Our products are fully supported in the UK and Ireland and manufacturer’s representatives can attend site to assist with ‘problems’, however a call out charge is made and travelling and subsistence expenses are recoverable if the cause is proven to be ‘user/ customer generated’ due to non-adherence to supplied Installation, Operation and Maintenance Instructions, or other instructions supplied with the goods, or non-adherence to good engineering practice and common sense where no instructions were issued. Representatives will attend site only after an order number is received by us for the site visit to cover these charges. Should the cause be deemed to be due to faulty materials or workmanship on our products, no charge will generally be made. Our charges cover per day or part day plus a transport charge for the round trip, which may be mileage, train, taxi or flight charges plus overnight accommodation and subsistence should an overnight stay be required.

The Company shall have the right forthwith to cancel the purchaser’s order if any of the following events occur and subject to enforcement of the Company’s rights to recover the goods and to received payment of the price of damages, the contract shall be deemed to have terminated:
– the purchaser commits any breach of its obligations to the Company
– any distress or execution is levied upon any property of the purchaser
– the purchaser makes or offers to make any arrangement or composition with creditors or commits any act of bankruptcy or insolvency
– any resolution is passed to petition presented to wind up the purchaser
– a receiver or administrator is appointed or any charge takes possession of all or any part of the undertaking or assets of the purchaser
– the purchaser stops payment or ceases or threatens to cease to carry on its business or to pay its debts as and when they fall due
– any remittance for payment of the whole or any part of the purchase price of the goods is dishonoured by the purchaser’s bankers

The purchaser shall not assign or transfer or purport to assign or transfer any contract to which these terms apply to any other person without the Company’s prior written consent.
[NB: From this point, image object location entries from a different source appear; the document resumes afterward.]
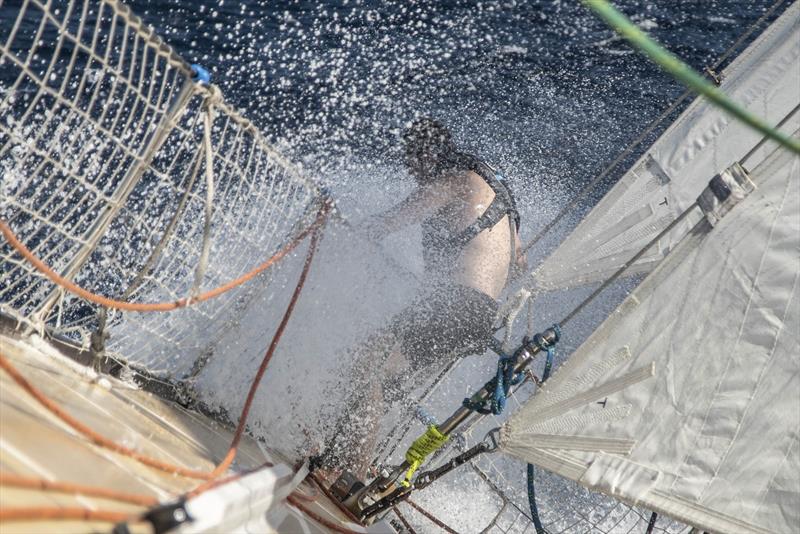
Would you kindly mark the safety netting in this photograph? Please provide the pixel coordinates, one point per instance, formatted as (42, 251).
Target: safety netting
(125, 172)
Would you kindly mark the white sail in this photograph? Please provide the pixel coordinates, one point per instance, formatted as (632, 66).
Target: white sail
(667, 179)
(713, 430)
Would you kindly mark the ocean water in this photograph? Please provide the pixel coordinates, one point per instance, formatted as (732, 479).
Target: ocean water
(542, 90)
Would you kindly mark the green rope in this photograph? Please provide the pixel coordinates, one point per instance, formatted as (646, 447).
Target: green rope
(424, 445)
(684, 73)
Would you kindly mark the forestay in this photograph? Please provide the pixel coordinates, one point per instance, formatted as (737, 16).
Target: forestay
(713, 436)
(664, 182)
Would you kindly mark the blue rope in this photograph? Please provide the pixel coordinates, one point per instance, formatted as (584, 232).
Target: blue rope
(200, 75)
(499, 387)
(543, 344)
(537, 523)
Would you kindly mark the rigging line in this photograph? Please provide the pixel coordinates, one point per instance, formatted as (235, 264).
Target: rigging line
(404, 521)
(588, 188)
(436, 521)
(336, 527)
(613, 278)
(685, 74)
(652, 523)
(46, 513)
(87, 432)
(764, 139)
(155, 306)
(16, 481)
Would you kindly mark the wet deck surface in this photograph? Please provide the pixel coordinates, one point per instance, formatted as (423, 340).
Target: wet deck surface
(36, 443)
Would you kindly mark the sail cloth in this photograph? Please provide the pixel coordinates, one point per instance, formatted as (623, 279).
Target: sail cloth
(669, 177)
(686, 400)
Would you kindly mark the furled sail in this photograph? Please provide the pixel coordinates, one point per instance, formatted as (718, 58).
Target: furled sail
(685, 400)
(669, 177)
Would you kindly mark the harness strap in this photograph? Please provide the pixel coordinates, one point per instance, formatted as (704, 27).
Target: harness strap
(502, 204)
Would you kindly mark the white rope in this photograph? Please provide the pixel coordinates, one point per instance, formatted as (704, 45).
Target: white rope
(208, 121)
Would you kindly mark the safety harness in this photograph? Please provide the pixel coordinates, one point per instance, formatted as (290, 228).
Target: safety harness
(502, 204)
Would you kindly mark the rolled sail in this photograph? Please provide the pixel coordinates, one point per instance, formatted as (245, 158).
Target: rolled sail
(686, 399)
(702, 142)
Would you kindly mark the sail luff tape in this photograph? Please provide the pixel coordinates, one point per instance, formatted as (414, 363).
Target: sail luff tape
(579, 443)
(684, 73)
(597, 393)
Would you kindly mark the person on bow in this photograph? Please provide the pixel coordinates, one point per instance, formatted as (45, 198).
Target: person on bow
(471, 247)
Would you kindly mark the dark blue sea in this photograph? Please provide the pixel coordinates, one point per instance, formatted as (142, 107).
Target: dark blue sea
(543, 90)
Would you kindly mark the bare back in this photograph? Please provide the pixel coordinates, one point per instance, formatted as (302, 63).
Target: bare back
(483, 262)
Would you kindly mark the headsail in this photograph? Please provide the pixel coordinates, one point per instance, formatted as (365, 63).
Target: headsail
(670, 176)
(715, 431)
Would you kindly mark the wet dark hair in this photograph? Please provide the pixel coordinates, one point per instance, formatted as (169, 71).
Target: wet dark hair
(428, 139)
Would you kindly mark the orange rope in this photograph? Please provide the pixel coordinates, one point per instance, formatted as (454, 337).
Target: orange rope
(44, 513)
(436, 521)
(226, 462)
(156, 306)
(94, 437)
(7, 479)
(98, 439)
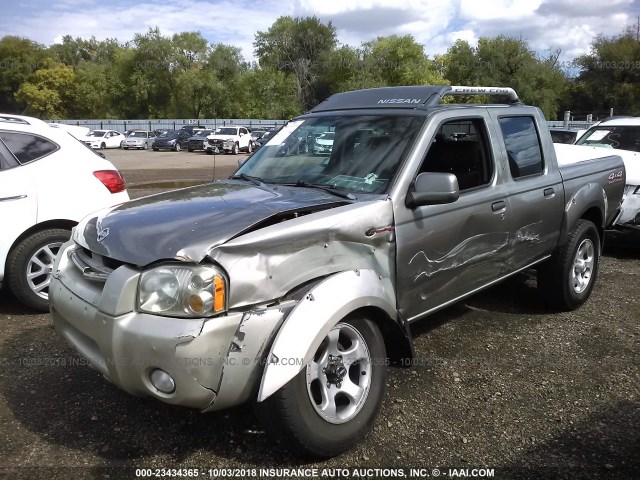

The Company reserves the right to subcontract the performance of the contract of any part of it

If the Company is prevented or delayed (directly or indirectly) from making delivery of the goods or any part thereof or from otherwise performing the contract or any part thereof by reason of war, embargo, riot, strike, lockout, trade dispute, fire, break-down of plant or machinery, inclement weather, interruption of transport, Government action, delay in delivery to the Company of any goods or materials or by any cause whatsoever (whether or not of a like nature to the foregoing) outside its control, is shall be under no liability whatsoever to the purchaser and shall be entitled at its option either to cancel the contract or without any liability to extend the time or times for delivery by a period equivalent to that during which such delivery has been prevented


Save in respect of your statutory rights under the Sale of Goods Act 1977 (as amended) and the Unfair Contracts terms Act 1977 and save in respect our guarantee, we shall not be liable to you by reason of any implied warranty, condition or other term, or any duty at common law, or under these terms of our contract with you, for any indirect, special or consequential loss or damage (whether for loss of profit or otherwise), costs, expenses or other claims for compensation whatsoever (whether caused by our negligence) which arise out of or in connection with the supply of the goods or their use by you.

The contract and these terms shall be governed by English law and the purchaser shall submit to the sole jurisdiction of the English Courts.